Gas-emitting candidates contra carbon emissions

A. Zarkov writes:

Hillary and Obama both back an 80 percent reduction in carbon emissions by 2050. McCain comes in a close second at 65 percent. The U.S. consumes 105 exajoules per year. An exajoule equals 10^18 (1 followed by 18 zeros) joules. About 90 exajoues of that comes from fossil fuels. Therefore if we are going to reduce fossil fuel usage by 80 percent, we have to find 72 exajoules of energy per year. That’s not easy. Currently we get about 20 exajoules from nuclear energy. So we need to more than triple our nuclear energy generating capacity by 2050. Wind, solar, geothermal and biomass give us about 2.4 percent or about 2.5 exajoules. That means we would to expand these energy generators by a factor of about 29 if we didn’t build more nuclear power plants. That’s an increase in alternative energy generation of 8 percent per year every year. And that’s just to stand still in terms of energy consumption.

All candidates support immigration. All candidates support amnesty for illegal aliens. These positions are inconsistent with a concern about carbon emissions as more immigrants mean more energy consumption.

Migrants don’t come to the U.S. for a lower standard of living.

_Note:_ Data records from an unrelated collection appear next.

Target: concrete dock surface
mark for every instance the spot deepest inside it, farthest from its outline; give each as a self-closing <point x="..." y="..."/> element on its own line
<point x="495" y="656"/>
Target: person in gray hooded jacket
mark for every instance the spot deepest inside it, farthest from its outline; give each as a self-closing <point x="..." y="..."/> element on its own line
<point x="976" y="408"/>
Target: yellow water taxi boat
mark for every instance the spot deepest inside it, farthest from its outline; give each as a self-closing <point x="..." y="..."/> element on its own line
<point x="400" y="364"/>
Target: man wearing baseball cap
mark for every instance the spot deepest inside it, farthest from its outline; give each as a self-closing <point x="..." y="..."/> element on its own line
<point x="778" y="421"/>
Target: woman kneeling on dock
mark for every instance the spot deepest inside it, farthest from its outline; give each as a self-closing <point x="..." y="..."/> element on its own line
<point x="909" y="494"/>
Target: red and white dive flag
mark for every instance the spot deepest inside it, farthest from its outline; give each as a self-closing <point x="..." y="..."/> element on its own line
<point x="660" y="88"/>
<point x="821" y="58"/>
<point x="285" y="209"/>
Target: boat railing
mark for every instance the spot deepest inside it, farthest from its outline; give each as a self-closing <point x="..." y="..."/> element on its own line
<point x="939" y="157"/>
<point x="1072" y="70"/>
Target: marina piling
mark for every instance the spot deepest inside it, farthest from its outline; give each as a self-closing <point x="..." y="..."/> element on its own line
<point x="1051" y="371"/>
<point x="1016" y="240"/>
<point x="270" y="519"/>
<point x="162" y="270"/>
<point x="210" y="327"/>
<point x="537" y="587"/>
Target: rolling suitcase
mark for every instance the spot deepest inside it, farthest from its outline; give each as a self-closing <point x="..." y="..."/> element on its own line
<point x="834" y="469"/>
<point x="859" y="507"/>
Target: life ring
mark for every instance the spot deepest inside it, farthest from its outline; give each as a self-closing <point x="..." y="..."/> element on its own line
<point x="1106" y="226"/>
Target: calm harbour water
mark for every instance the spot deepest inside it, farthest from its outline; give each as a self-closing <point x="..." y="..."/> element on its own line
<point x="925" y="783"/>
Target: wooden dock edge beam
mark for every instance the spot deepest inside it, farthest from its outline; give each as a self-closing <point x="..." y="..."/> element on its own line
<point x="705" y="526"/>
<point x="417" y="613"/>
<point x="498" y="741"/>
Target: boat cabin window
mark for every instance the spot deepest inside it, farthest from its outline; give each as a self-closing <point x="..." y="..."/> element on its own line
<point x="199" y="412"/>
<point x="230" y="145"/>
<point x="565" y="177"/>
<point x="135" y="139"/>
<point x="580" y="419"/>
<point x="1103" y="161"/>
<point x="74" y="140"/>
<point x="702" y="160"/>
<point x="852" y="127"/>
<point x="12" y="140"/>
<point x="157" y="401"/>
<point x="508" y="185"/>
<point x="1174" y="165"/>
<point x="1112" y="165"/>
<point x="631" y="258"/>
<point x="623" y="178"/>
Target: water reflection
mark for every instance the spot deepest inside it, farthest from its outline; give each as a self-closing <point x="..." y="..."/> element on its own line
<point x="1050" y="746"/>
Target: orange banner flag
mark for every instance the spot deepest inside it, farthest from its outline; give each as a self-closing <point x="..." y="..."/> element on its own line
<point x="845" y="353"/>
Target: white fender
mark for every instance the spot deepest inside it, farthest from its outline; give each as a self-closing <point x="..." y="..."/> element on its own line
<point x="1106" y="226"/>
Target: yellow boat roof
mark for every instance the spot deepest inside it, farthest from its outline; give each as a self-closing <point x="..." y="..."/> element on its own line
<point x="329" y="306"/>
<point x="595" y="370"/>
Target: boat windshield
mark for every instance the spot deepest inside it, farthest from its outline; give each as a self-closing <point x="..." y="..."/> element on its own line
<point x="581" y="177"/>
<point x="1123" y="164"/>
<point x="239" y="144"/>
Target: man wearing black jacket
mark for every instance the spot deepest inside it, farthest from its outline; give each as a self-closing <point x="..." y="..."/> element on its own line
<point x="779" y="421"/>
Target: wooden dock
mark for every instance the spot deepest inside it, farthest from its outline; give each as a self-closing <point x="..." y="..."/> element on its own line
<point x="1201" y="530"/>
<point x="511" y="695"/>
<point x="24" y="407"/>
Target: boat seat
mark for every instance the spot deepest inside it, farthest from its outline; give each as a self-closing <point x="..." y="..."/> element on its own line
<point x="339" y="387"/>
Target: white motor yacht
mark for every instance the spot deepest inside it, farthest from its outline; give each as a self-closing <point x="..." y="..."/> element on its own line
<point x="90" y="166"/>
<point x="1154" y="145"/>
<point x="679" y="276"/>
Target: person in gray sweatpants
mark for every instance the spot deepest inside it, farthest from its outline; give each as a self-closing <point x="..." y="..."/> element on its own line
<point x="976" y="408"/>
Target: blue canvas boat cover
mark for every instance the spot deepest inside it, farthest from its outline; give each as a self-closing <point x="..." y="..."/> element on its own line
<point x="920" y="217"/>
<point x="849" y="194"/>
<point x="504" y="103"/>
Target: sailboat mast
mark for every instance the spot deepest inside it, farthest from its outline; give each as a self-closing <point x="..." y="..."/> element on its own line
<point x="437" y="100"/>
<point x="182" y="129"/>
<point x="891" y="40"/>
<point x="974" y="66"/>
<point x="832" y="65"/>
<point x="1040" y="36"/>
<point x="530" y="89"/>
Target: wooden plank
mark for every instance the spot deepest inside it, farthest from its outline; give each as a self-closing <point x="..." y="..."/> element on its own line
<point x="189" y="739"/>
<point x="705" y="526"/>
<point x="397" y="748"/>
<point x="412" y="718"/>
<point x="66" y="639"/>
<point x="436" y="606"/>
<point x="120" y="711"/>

They come here to consume more, and that means more fossil fuel combustion. And more consumption of other scarce resources as well. The effect is not trivial as even legal migrants amount to more than 1 million per year. The McCain-Kennedy Senate bill in 2007 also provided a path for the relatives of currently illegal aliens to join them. Both BHO and HRC voted for the bill and both support “family unification.” The effects of both legal and illegal immigration will add more than 100 million people by 2050 over what we would have without immigration and amnesty.

Joule for joule one of the easiest ways to cut back on carbon emissions is to curtail or even eliminate immigration both legal and illegal. Deportation would also cut back carbon emissions. The candidates never seemed to get asked about this basic contradiction in their policy prescriptions.

LA replies:

There is no rational principle at work in liberalism, but rather a wall-to-wall demand for the satisfaction of (liberally correct) desires.